Their duty as telegraph operators and assignment at Fort Monroe put them in the thick of combat operations in the theater around Richmond, VA. Besides participating in the first steps of what can now be considered the Information Age as well as the first practical application of electricity, they managed to be eyewitnesses to just about every technical innovation and invention those four yeas had to offer.
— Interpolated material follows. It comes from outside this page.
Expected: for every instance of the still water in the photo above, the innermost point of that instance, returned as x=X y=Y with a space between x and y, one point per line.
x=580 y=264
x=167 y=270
They were on hand for the Battle of the Ironclads; they wired hot air balloons to telegraph reconnaissance information; they encountered land mines for the first time (then called torpedoes) and explosives detonated by electric charge; they saw war change from lined up formations at the outset to trench warfare by it’s end; they saw battles, murder trials, executions; the first negro troops and the first free southern negro communities.
Aside from the technical innovations, they met just about every key figure in the war: Lincoln, Stanton, Grant, Sherman, Butler, McClelland, Wool, Carnegie and Davis. Richard even met my future great great grandmother, Sarah Harrison Marks.
With all this drama and excitement, and my experience as an illustrator and designer, it wasn’t a stretch for me to consider putting their story together into a graphic novel. With that in mind, my research would expand to include not only my family history, but the Civil War as a whole, the people Richard and John encountered, technical details about the telegraph, and just about anything I came across that could help me build and describe the world of the early 1860’s. Shown here are my first forays into drawing our two heroes. The one on the left is Richard in his early 30’s. The one of the right is John at age 15.